The city has a plan to retrofit the Woodward corridor into something that, as Piana said, “knits our downtown together.” But the city can’t afford to do the work itself. The state of Michigan will only pay to maintain Woodward Avenue (M-1) in its current form. According to Governing: “Any efforts to pedestrianize parts of Woodward or efforts to calm traffic—even studies to prepare for such moves—have to be paid for with resources wrangled by the local government.” Ferndale has applied for a federal grant to help but, even if they get the grant, the city will have to contribute an additional $1.2 million in local funds, “about the amount the city spends on street maintenance for the whole municipality every year.”

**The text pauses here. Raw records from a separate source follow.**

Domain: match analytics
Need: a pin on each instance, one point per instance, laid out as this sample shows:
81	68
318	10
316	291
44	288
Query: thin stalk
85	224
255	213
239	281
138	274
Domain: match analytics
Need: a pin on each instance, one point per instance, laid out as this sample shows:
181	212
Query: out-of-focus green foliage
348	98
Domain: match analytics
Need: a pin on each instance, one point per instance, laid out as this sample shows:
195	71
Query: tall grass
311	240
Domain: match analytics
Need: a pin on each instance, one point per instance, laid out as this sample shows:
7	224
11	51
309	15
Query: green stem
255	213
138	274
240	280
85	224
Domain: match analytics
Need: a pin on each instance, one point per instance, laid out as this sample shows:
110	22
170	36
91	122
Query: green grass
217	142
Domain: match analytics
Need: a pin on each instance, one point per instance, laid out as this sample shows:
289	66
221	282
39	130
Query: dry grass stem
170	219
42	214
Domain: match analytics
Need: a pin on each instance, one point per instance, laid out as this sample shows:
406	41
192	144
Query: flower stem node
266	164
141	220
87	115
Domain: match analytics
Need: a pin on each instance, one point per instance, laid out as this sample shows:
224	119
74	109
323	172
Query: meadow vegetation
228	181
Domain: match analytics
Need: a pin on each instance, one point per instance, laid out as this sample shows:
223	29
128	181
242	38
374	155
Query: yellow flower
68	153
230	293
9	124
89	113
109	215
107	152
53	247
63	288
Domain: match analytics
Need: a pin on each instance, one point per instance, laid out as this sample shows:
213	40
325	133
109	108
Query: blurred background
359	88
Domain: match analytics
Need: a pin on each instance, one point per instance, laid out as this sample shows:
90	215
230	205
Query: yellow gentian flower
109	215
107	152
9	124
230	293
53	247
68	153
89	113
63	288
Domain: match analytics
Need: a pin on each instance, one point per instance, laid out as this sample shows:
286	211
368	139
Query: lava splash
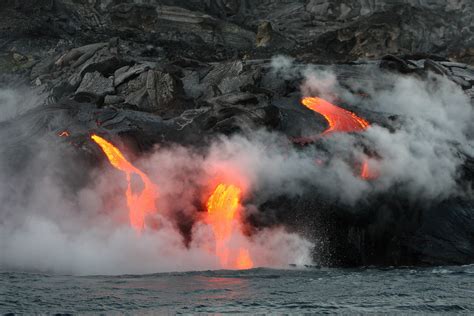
222	216
139	204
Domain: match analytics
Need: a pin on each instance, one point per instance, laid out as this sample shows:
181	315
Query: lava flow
340	120
222	208
139	204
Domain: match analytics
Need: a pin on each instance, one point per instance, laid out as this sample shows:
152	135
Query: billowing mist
419	153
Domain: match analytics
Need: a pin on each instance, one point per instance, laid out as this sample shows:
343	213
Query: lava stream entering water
139	204
340	120
222	215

This is why I started thinking about Woodward Avenue as Everyroad. All across the Northeast and Midwest, small cities and rural towns—many of which had little margin to begin with—can no longer afford to maintain or upgrade their aging infrastructure. Costs are going up even as the population and property tax base stagnate or decline. And these same phenomena are coming for other parts of the country, including the Sun Belt and where I live in the Pacific Northwest. From Governing:

In many cases, more recently developed regions have leveraged population growth to get developers to build a lot of their necessary infrastructure. As a side effect, the consequences of the strict caps that states like California and Washington place on property tax increases were not felt. Today, however, population growth is slowing and developers are not on the hook to patch up the infrastructure they built decades ago. Property taxes revenues are not keeping up with regular expenditures, let alone expensive infrastructure investments. In this context, profound local infrastructure problems will not remain a Midwest and Northeastern issue.

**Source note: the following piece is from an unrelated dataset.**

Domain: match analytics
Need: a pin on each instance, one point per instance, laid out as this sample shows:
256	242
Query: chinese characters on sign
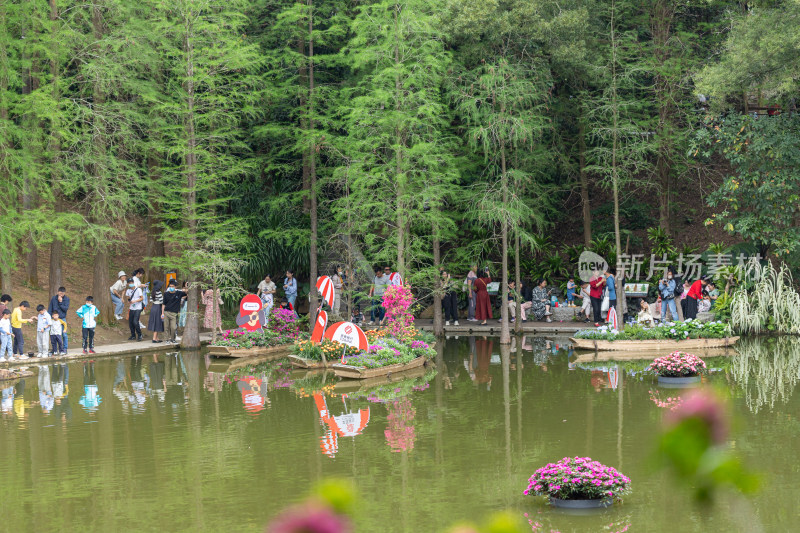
689	266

So we can look again to Woodward Avenue as a harbinger of what’s to come. Sooner or later, municipalities everywhere will face the challenge of converting dangerous, expensive, and ultimately unproductive stroads into spaces that actually build financial strength and resilience for the community. Similar challenges will loom for other types of infrastructure, including our bridges, water and sewer systems, and more.

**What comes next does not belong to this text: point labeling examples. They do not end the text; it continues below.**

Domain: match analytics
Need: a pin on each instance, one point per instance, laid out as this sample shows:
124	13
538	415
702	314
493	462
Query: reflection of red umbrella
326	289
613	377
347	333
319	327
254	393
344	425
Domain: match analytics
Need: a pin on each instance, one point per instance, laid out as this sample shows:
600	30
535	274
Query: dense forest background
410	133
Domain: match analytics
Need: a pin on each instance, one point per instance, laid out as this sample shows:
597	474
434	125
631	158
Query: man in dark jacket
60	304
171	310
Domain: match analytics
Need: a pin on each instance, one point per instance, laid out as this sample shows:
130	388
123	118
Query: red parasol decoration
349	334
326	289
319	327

We’ll debate how to pay for those changes. For example, Mayor Piana’s webcast was with the Center for American Progress, a liberal think tank making the case that President Biden’s America Jobs Plan is needed to help small cities rebuild and replace critical infrastructure. For his part, Strong Towns President Chuck Marohn wrote about the American Jobs Plan here, and we’ve produced other media about whether the federal government should spend now to hopefully make cities less reliant on Washington later.

What’s clearer is that cities shouldn’t wait for urgent fiscal crisis or an act of Congress to begin. There are things you can do right now. The best time to start building your strong town was decades ago. The second best time is today.